Heinz Herszdörfer (Herschdörfer) wurde 1910 in München geboren und wuchs in Schwabing auf. 1928 übersiedelte die jüdische Familie nach Berlin. 1932 konvertierte Heinz Herszdörfer zum protestantischen Glauben. Ende 1933 kehrte er nach München zurück und lebte in der Wilramstraße 14. 1936 ging er wieder nach Berlin. Am 14. September 1939 ermordete die SS Heinz Herszdörfer im KZ Sachsenhausen.

Elisabeth Stupe wurde 1894 in München als Tochter eines jüdischen Kaufmanns geboren. 1924 heiratete sie einen evangelischen Diplomlandwirt, mit dem sie drei Kinder bekam. 1934 konvertierte Elisabeth Stupe zur evangelischen Religion. Sie starb im Alter von 42 Jahren am 8. November 1936 in München.

 


Erinnerungszeichen für die NS-Gegner Heinz Eschen und Walter Häbich (Donnerstag, 24. Oktober)

Am kommenden Donnerstag, den 24. Oktober 2024, werden Erinnerungszeichen für die NS-Gegner und Kommunisten Heinz Eschen (1909 – 1938) und Walter Häbich (1904 – 1934) gesetzt. Die beiden jungen Männer waren seit 1933 im KZ Dachau inhaftiert, wurden dort schwer misshandelt und ermordet. Die Gedenkveranstaltung in Anwesenheit von Angehörigen findet um 13 Uhr im Münchner Stadtarchiv statt. Im Anschluss werden Erinnerungszeichen in der Deidesheimer Straße 2 für Heinz Eschen und in der Sendlinger Straße 30 für Walter Häbich angebracht.

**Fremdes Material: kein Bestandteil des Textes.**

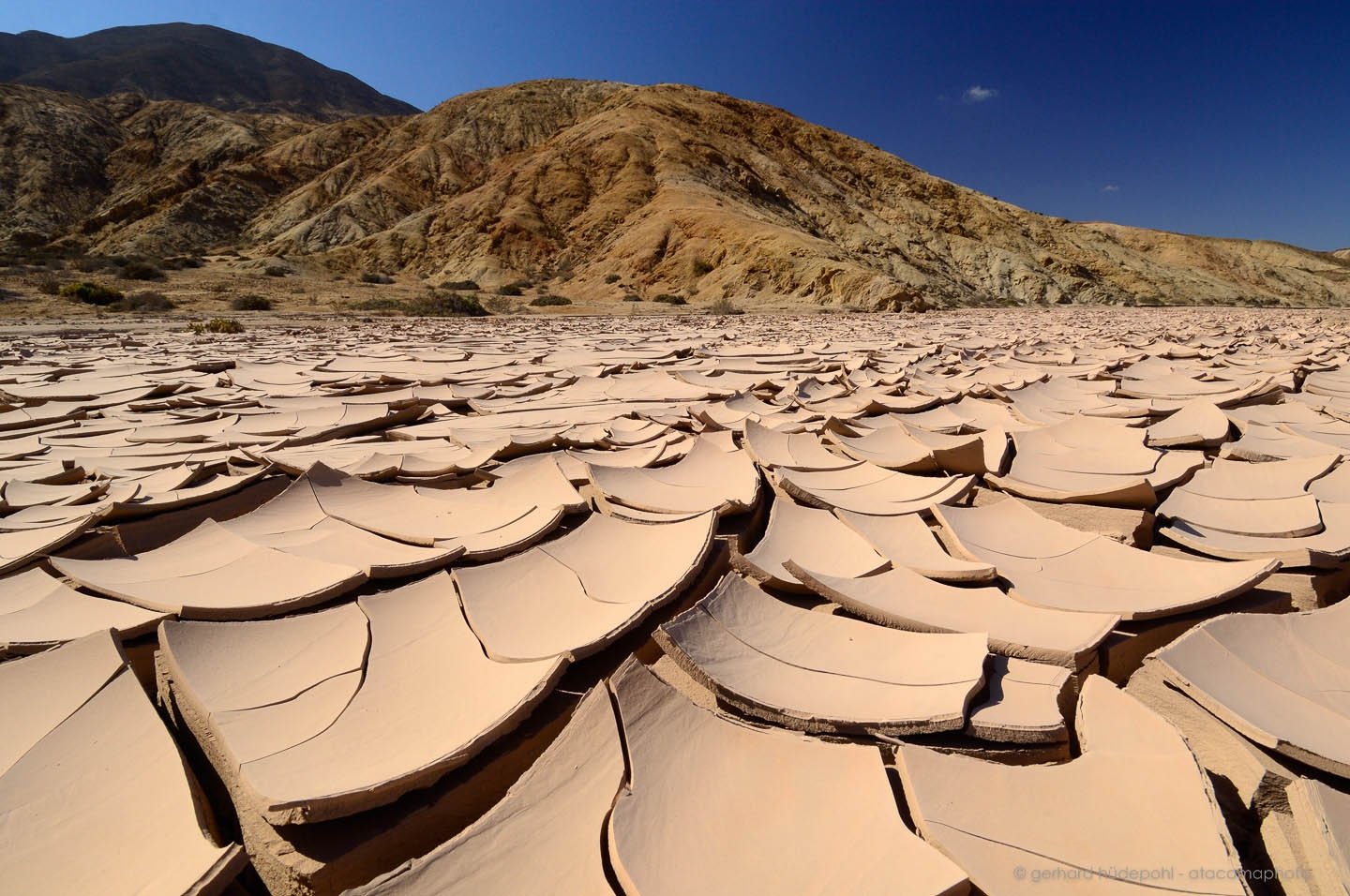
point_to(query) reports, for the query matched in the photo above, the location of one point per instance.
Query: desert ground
(671, 601)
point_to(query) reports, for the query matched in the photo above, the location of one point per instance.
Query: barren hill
(598, 189)
(190, 62)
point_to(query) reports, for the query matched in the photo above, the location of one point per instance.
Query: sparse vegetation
(450, 306)
(501, 306)
(251, 304)
(91, 293)
(141, 269)
(217, 325)
(381, 304)
(146, 301)
(724, 306)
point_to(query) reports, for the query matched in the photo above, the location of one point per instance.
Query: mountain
(193, 64)
(597, 189)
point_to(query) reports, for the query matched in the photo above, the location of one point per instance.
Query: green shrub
(218, 325)
(140, 269)
(381, 304)
(91, 293)
(143, 303)
(251, 304)
(501, 306)
(444, 306)
(724, 306)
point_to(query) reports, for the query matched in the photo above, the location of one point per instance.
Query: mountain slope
(598, 189)
(193, 64)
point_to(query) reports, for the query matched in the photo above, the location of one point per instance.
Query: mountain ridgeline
(583, 184)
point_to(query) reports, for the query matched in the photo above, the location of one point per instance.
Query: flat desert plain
(963, 602)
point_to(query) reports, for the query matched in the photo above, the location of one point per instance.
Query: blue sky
(1229, 119)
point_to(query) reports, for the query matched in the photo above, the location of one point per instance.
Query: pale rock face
(668, 187)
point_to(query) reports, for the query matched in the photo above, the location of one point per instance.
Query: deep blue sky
(1227, 119)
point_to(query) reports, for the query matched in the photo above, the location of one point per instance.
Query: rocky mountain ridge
(598, 189)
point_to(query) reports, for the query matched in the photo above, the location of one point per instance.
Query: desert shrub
(144, 301)
(450, 306)
(724, 306)
(380, 304)
(141, 269)
(501, 306)
(218, 325)
(91, 293)
(251, 304)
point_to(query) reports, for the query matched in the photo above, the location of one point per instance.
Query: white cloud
(976, 94)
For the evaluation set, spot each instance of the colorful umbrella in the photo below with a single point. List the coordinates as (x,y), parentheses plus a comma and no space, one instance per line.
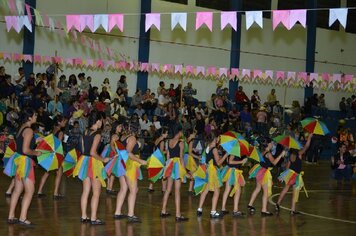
(255,154)
(52,153)
(200,179)
(314,126)
(117,165)
(70,161)
(155,165)
(9,151)
(234,144)
(288,141)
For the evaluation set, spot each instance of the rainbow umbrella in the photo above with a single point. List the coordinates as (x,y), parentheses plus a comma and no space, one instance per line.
(9,152)
(200,179)
(155,165)
(255,154)
(52,153)
(117,165)
(234,144)
(288,141)
(70,161)
(314,126)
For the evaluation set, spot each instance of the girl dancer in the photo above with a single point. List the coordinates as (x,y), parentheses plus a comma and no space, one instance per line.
(293,176)
(90,169)
(58,131)
(24,166)
(116,129)
(189,159)
(160,143)
(233,177)
(133,173)
(175,172)
(263,176)
(214,181)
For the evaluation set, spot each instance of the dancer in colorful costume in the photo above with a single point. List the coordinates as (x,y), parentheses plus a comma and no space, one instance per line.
(293,176)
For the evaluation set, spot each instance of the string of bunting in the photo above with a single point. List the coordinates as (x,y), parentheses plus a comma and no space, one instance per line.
(325,81)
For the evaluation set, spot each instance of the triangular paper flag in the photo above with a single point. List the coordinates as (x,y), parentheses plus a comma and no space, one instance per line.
(338,14)
(254,16)
(101,20)
(179,18)
(204,18)
(228,17)
(153,19)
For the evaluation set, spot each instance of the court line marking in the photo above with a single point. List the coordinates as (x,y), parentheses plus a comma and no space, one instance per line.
(313,215)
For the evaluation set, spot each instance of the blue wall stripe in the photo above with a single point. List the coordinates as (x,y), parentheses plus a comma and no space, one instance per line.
(144,45)
(236,5)
(29,40)
(311,43)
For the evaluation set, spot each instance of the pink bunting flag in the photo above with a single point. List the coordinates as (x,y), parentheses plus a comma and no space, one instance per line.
(313,77)
(37,58)
(116,20)
(347,79)
(189,70)
(155,67)
(200,70)
(167,68)
(257,74)
(17,57)
(246,73)
(12,6)
(144,67)
(178,69)
(28,12)
(268,74)
(337,78)
(228,17)
(280,75)
(86,21)
(153,19)
(297,15)
(12,22)
(7,56)
(211,70)
(223,72)
(73,21)
(27,58)
(280,16)
(325,77)
(100,63)
(204,18)
(234,73)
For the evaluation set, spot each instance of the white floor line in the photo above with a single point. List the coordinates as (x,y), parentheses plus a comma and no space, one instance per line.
(313,215)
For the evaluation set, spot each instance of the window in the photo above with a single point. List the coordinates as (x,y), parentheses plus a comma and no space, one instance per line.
(185,2)
(257,5)
(351,17)
(222,5)
(323,15)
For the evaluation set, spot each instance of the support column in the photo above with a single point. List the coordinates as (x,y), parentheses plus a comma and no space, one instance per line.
(311,44)
(29,40)
(236,5)
(144,45)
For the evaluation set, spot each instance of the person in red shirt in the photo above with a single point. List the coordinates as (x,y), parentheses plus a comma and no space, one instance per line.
(241,98)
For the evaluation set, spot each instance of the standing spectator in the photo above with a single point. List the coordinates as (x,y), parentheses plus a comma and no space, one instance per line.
(272,98)
(255,100)
(241,98)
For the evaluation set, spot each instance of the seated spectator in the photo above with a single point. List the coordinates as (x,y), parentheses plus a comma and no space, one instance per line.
(136,99)
(340,163)
(139,111)
(55,107)
(145,123)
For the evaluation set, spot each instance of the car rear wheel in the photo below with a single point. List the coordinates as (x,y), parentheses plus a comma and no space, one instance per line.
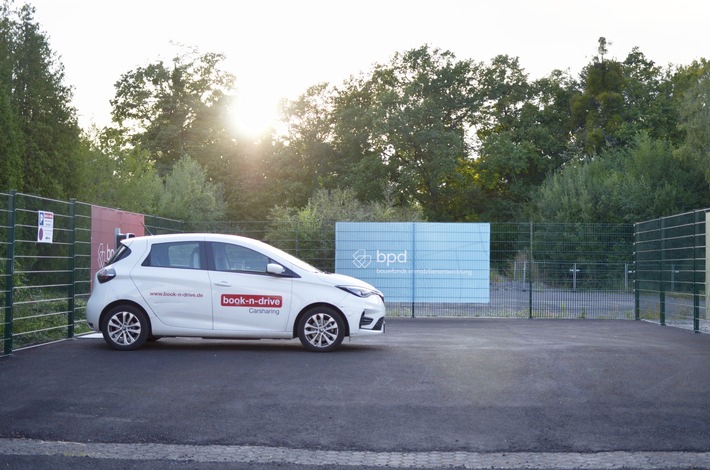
(321,329)
(125,328)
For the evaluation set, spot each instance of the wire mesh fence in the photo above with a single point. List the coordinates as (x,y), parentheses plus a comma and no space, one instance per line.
(671,266)
(536,270)
(653,270)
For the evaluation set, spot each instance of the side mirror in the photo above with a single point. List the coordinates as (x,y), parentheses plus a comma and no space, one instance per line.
(274,268)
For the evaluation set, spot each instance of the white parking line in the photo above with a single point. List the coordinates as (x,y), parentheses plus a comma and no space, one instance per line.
(282,455)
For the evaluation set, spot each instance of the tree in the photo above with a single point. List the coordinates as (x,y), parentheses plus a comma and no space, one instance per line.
(695,123)
(309,232)
(177,109)
(10,134)
(38,122)
(597,109)
(523,136)
(189,196)
(624,185)
(419,108)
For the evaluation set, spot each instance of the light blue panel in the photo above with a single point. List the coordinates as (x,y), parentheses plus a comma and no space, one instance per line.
(378,253)
(420,262)
(452,262)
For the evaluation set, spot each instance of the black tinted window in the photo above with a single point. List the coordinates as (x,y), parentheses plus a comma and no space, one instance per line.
(184,255)
(228,257)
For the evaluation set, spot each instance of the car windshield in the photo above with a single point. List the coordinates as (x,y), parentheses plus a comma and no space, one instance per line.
(296,261)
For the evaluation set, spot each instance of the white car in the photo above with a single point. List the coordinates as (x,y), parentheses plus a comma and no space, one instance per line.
(226,286)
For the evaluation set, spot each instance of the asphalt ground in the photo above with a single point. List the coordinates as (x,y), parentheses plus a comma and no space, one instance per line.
(429,393)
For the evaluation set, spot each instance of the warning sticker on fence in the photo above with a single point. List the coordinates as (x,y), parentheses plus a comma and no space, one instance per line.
(45,226)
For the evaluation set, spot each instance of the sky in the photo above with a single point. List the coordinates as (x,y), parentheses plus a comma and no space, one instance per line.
(279,48)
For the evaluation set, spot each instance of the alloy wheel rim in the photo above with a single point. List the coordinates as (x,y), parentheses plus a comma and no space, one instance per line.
(124,328)
(321,330)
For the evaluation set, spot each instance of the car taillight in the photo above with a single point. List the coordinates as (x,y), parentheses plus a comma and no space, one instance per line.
(105,275)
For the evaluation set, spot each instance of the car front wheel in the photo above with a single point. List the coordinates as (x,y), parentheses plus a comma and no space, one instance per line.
(125,328)
(321,329)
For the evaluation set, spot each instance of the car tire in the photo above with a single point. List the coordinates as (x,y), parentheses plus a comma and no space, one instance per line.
(125,328)
(321,329)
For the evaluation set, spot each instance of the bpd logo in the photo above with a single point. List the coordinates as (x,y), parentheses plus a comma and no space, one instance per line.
(391,257)
(362,260)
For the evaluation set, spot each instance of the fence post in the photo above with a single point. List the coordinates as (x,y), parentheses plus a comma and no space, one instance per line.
(531,273)
(637,297)
(10,274)
(696,293)
(72,267)
(661,277)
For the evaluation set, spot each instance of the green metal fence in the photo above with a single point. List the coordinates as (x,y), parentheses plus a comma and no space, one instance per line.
(653,270)
(45,286)
(670,259)
(537,270)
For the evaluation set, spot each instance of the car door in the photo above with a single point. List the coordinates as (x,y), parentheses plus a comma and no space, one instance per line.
(245,297)
(175,285)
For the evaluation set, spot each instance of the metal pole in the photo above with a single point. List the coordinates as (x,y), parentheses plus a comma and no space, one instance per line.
(530,275)
(662,286)
(10,273)
(414,267)
(696,293)
(637,298)
(72,267)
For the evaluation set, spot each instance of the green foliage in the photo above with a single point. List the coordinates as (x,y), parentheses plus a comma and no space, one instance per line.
(695,122)
(310,232)
(622,186)
(177,109)
(38,126)
(188,195)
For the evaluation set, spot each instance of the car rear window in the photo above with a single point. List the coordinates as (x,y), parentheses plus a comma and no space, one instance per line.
(185,255)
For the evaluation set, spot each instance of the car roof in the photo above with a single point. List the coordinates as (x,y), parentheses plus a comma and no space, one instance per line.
(179,237)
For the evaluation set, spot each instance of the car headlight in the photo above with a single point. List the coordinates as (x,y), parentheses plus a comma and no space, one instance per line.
(363,292)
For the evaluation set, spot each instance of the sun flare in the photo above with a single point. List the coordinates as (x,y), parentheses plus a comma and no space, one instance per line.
(254,116)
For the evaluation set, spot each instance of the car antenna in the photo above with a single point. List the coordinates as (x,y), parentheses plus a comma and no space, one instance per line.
(146,229)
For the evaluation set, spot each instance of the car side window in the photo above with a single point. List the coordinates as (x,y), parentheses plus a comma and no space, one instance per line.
(184,255)
(236,258)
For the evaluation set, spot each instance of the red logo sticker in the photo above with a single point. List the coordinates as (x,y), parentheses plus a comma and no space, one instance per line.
(243,300)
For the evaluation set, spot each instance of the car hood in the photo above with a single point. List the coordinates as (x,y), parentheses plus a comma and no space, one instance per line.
(342,280)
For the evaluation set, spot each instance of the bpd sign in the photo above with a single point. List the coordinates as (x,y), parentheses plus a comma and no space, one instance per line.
(417,262)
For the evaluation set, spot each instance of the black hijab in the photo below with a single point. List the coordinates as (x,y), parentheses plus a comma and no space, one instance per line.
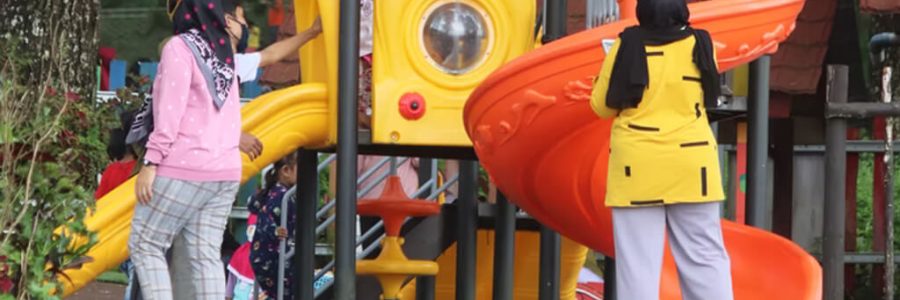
(661,22)
(201,24)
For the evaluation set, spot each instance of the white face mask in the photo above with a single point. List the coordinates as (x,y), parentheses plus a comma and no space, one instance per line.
(250,230)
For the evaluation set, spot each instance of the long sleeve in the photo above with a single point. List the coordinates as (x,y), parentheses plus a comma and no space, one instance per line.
(170,98)
(601,85)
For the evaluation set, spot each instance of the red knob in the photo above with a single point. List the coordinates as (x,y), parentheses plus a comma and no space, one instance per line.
(412,106)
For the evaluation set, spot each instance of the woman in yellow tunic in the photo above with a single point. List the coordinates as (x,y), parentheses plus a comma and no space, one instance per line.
(657,80)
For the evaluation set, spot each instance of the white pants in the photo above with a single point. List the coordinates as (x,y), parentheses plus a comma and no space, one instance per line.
(695,237)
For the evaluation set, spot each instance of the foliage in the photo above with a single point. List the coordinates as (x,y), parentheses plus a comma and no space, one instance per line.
(52,145)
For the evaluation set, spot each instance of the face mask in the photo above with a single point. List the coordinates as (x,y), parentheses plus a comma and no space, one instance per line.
(250,231)
(244,40)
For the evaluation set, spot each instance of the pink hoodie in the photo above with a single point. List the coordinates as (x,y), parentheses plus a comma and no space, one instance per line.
(191,139)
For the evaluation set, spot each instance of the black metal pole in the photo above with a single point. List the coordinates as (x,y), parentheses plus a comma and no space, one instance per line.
(549,273)
(305,233)
(504,249)
(425,284)
(468,225)
(348,78)
(887,97)
(609,278)
(835,176)
(758,142)
(555,26)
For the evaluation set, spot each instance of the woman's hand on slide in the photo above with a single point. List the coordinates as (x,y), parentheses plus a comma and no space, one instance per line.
(143,186)
(251,145)
(316,27)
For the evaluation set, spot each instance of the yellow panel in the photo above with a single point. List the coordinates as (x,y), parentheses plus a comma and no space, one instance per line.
(525,275)
(318,58)
(401,66)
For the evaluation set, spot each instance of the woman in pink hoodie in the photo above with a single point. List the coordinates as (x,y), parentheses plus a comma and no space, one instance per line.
(192,166)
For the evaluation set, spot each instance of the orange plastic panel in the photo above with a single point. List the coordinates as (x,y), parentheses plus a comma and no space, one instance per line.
(393,206)
(535,133)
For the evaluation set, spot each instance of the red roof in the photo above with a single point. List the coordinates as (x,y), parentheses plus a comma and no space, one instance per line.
(797,66)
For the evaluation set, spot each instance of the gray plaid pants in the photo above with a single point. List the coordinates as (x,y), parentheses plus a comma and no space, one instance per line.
(193,212)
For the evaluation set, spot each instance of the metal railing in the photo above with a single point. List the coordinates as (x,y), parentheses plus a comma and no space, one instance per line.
(600,12)
(286,250)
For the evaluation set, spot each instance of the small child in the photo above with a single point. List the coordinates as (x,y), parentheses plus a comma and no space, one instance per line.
(269,233)
(240,272)
(121,167)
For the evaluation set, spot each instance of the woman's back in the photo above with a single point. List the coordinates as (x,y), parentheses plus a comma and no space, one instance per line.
(662,151)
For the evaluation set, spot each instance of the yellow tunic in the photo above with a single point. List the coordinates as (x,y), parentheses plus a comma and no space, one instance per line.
(663,151)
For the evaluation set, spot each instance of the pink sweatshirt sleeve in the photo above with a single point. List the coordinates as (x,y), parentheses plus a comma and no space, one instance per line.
(170,95)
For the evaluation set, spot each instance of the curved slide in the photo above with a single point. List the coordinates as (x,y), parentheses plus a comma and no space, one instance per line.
(283,120)
(535,133)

Heinz Eschen, geboren 1909 in Filehne (Wieleń) im heutigen Polen, war das jüngste Kind eines jüdischen Ehepaars. Er lebte ab 1931 in München, arbeitete als kaufmännischer Angestellter und engagierte sich im Kommunistischen Jugendverband Deutschland (KJVD). Am 1. Februar 1933 schoss ein Polizist Eschen bei einer Demonstration gegen die NS-Regierung in den Hals. Nach seiner Genesung trat er am 12. Februar bei einer Kundgebung als Redner auf. Kurz darauf wurde er festgenommen und wegen „Aufruhrs“ zu neun Monaten Haft verurteilt. Im Gefängnis in Bayreuth prügelten ihn die Wärter fast zu Tode. Im November 1933 wurde er in das KZ Dachau gebracht. Die SS setzte ihn 1936 bei den jüdischen Häftlingen als „Blockältesten“ ein. Er genoss ein hohes Ansehen, weil er z.B. versuchte, kranke und schwache Häftlinge zu schützen. Am 30. Januar 1938 wurde Heinz Eschen deswegen von einem Mithäftling bei der SS denunziert, einen Tag später wurde er ermordet.

Walter Häbich wurde 1904 in Botnang bei Stuttgart geboren und arbeitete unter anderem als Metallarbeiter. Ab 1920 engagierte er sich beim KJVD, Ende 1928 ging er als Vorsitzender nach Berlin und wurde 1929 zum Mitglied des Zentralkomitees der KPD gewählt. Seit Dezember 1930 arbeitete er als Schriftleiter der „Neuen Zeitung“ in München. Nachdem die Nationalsozialisten diese verboten hatten, betrieb Häbich mit Gleichgesinnten ab Mai 1933 eine Untergrundredaktion im Priesterhaus der Asamkirche. Am 2. September 1933 wurde er verhaftet und in das KZ Dachau gebracht, wo die SS ihn sofort in den feuchten, kalten, dunklen Arrestbau sperrte. Ein Mithäftling berichtete später: „Genosse Häbich hing an der Kette und rührte sich nicht mehr, da seine Glieder erfroren waren.“ Am 30. Juni oder 1. Juli 1934 nahm die SS die „Röhm-Affäre“ zum Anlass, um Häbich zu erschießen.